Even During Pandemic, MBTA Overtime Train Kept Chugging Along

Managers blame lost fare revenue for the estimated roughly $600 million budget gap. But critics say the T's budget woes predate the pandemic, driven by poor planning and staff shortages in key roles.

Ridership on many MBTA routes plummeted during the pandemic, but even without passengers, the overtime train kept chugging along for hundreds of workers at the cash-strapped transit agency last year.

The T, which has struggled for years to reduce overtime spending, paid employees close to $82 million of OT in 2020, accounting for about 20% of all overtime spending by state agencies, state spending records show.

That figure is on par with the T's overtime spending before the pandemic. And the tally comes as the agency begins scaling back services this month – a controversial approach aimed at closing a massive budget shortfall projected for later this year.

MBTA managers blame lost fare revenue for the estimated roughly $600 million budget gap. Ridership sank in the spring as coronavirus restrictions shuttered many businesses. It's now only about a quarter of the level seen around the same time last year, before those restrictions went into place.

But critics say the T's budget woes predate the pandemic, driven by poor planning and staff shortages in key roles.

Stacy Thompson, executive director of the transit advocacy group LivableStreets Alliance, called the overtime tab "a byproduct of a philosophy that is penny wise and pound foolish," explaining the agency needs to hire more workers.

"The overtime numbers are really a canary in the coal mine, pointing to a long-term under-investment in personnel of the T," she said.

Overtime by the numbers

So if trains were largely empty last year, where did all that overtime money go?

The MBTA routinely exceeds its overtime budget, spending an average of $13 million more than it planned every year for the past decade, according to the MBTA Advisory Board, a group that represents cities and towns served by the agency.

Last year was no different; spending on overtime jumped from about $81.9 million in 2018 to around $96.2 million in 2019, then back down to about $81.4 in 2020.

And payroll records reviewed by NBC10 Boston suggest spending patterns were similar to the past.

Some 50 MBTA employees earned at least double their base salary thanks to overtime work last year, records show. And many of the top earners haven't changed. Fourteen of the MBTA's top 25 overtime earners during the 2020 calendar year also made the same list in 2019. Those at the top of the list earned more than $300,000 total compensation for the year.

Budget breakdown

Responding to questions from NBC10 Boston, MBTA spokesman Joe Pesaturo pointed to three factors that drove overtime spending.

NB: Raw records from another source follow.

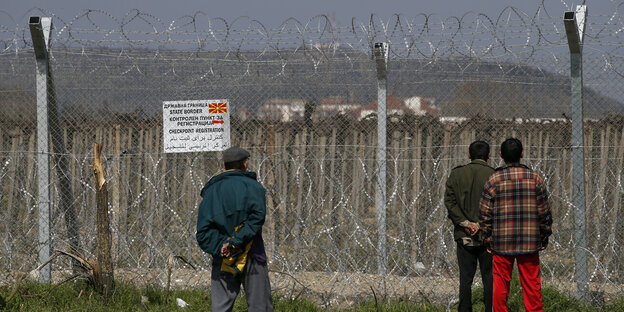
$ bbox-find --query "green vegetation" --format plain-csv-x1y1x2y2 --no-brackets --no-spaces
0,278,624,312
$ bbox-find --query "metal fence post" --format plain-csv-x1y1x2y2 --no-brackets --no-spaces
28,16,52,283
374,42,388,275
563,5,589,299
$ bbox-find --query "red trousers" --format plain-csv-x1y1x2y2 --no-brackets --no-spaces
492,253,543,312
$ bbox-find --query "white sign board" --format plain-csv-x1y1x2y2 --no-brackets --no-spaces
163,100,230,153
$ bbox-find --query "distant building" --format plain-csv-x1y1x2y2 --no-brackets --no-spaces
258,94,439,122
259,98,305,121
312,97,362,120
356,95,439,120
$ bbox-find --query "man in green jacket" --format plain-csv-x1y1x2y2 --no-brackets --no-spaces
195,147,273,311
444,141,494,312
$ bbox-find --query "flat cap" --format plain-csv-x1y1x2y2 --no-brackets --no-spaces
223,146,251,163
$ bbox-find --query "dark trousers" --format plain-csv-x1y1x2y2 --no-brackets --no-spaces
210,257,273,312
457,242,492,312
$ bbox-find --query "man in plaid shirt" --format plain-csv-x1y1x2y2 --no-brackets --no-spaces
479,138,552,312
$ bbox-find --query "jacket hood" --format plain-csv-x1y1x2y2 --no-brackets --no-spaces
200,169,258,194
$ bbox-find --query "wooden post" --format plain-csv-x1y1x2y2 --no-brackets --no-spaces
112,125,121,256
93,143,114,295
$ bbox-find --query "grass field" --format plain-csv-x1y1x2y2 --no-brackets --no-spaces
0,279,624,312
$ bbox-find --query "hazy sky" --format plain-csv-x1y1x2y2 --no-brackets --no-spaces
0,0,624,27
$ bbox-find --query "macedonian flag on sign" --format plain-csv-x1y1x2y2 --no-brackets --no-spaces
208,103,227,114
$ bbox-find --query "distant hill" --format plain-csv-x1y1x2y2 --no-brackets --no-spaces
0,48,624,118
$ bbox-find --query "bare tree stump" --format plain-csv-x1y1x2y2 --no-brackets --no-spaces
93,143,114,295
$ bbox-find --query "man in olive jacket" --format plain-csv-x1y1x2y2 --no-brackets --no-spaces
196,147,273,311
444,141,494,312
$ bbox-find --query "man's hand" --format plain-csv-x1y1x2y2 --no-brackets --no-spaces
221,242,232,258
466,222,479,236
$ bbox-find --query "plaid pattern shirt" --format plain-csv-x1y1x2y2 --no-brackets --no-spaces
479,164,552,255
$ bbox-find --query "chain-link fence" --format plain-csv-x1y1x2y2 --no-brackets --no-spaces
0,5,624,306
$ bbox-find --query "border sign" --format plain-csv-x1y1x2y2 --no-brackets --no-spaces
163,100,230,153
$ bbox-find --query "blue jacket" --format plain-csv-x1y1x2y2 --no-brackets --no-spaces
195,170,266,261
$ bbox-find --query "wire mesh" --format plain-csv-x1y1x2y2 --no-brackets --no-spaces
0,5,624,307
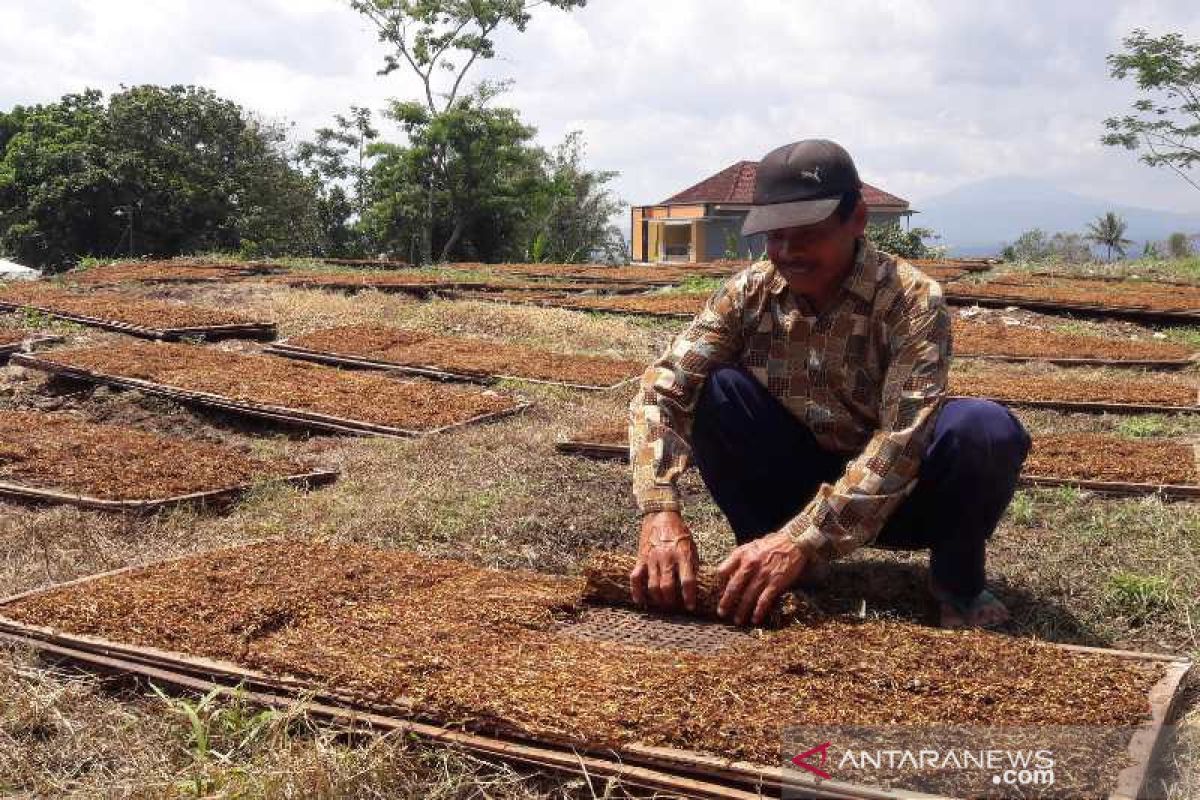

Hundreds of employees were sidelined last year because they either caught COVID-19, or they had to quarantine, requiring others to fill in their shifts, Pesaturo wrote. The T also paid overtime to Transit Police officers during a series of protests against racial injustice in Boston this summer.

And the T fast-tracked some repair work while riders were largely staying home, taking advantage of quiet subway tunnels and empty streets to accelerate capital projects. For example, it crammed 22 days' worth of weekend work on the Blue Line into a 14-day stretch at the end of May, improving the track between the Airport and Bowdoin stations, and shaving 51 seconds off the travel time.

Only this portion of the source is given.